Thanks so much for reading and have a lovely week!

Monday, May 25, 2015

Big Bad Ladybug


Hello! Hope you're doing great! I finally got around to trying another Colette Aberdeen tunic and am here to share my thoughts.


In my last post, I was unhappy with how my Aberdeen turned out - mostly down to the drab color of my fabric and to the large fit in the neck and shoulders. So to remedy this I sized down from an extra large to a large and, a super bright (perhaps one might even say loud or garish?) color/pattern. I purchased this super soft cotton/rayon blend jersey from Wanderlust a while back. I think it was around $6 per yard. It's soft and has a nice drape and was called Ladybug.
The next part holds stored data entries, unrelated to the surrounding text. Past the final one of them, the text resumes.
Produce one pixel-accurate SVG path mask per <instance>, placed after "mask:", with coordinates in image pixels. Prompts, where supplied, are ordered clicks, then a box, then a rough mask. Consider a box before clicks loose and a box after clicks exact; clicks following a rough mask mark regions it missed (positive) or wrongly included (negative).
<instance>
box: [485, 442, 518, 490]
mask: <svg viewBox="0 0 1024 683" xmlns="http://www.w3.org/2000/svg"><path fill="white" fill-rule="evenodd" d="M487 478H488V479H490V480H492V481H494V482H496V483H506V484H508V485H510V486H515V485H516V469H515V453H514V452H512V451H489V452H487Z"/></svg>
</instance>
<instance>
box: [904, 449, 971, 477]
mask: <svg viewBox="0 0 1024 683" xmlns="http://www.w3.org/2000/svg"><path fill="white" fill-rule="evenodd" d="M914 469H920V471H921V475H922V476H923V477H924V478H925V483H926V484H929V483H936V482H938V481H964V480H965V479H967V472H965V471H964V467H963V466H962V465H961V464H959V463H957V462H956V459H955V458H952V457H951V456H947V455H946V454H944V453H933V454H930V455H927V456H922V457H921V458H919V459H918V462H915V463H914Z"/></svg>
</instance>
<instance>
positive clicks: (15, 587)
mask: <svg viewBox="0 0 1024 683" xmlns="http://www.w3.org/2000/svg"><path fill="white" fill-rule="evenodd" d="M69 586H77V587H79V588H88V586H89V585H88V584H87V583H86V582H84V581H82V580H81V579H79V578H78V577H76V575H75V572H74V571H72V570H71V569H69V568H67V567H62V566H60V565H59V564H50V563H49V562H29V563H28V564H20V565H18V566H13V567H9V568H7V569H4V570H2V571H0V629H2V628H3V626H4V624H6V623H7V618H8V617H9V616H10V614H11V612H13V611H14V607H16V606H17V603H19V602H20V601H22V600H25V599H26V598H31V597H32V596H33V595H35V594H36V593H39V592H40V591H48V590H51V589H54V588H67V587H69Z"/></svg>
I thought it looked cute, but now that I've made something and worn it I'm thinking the fabric pattern might be a bit much for my short frame. I think I prefer smaller polka dots. However, I do like this version much better than my first one. Since it's a tunic it has a lot of ease built in, so sizing down was good. 


My favorite part, which isn't rendered in my sketch, are the 3/4, fitted cuffs. My least favorite part is the v-neck neckband. Even though I did a better job this time than my awful gray one, it's still not great. There's a weird dimple at the point followed by a little puffing out. Next time I want to try a mitered V-neck following this great Cake tutorial

For the hem, I used fusible bias tape and my twin needle. I didn't bother with serging the edge, but now I think it would look a little better if I had.


Overall, I think this is a nice, basic pattern and will continue to tweak it. But now I'm ready to move on to other projects. I'd like to replenish my Plantain collection - my most reached for tee-shirts of all time. I also promised to make my husband another linen Negroni, and I want to make a black Mabel to have as a basic, and... so much more! There are just so many fun things to make. Thanks so much for reading and have a fantastic week!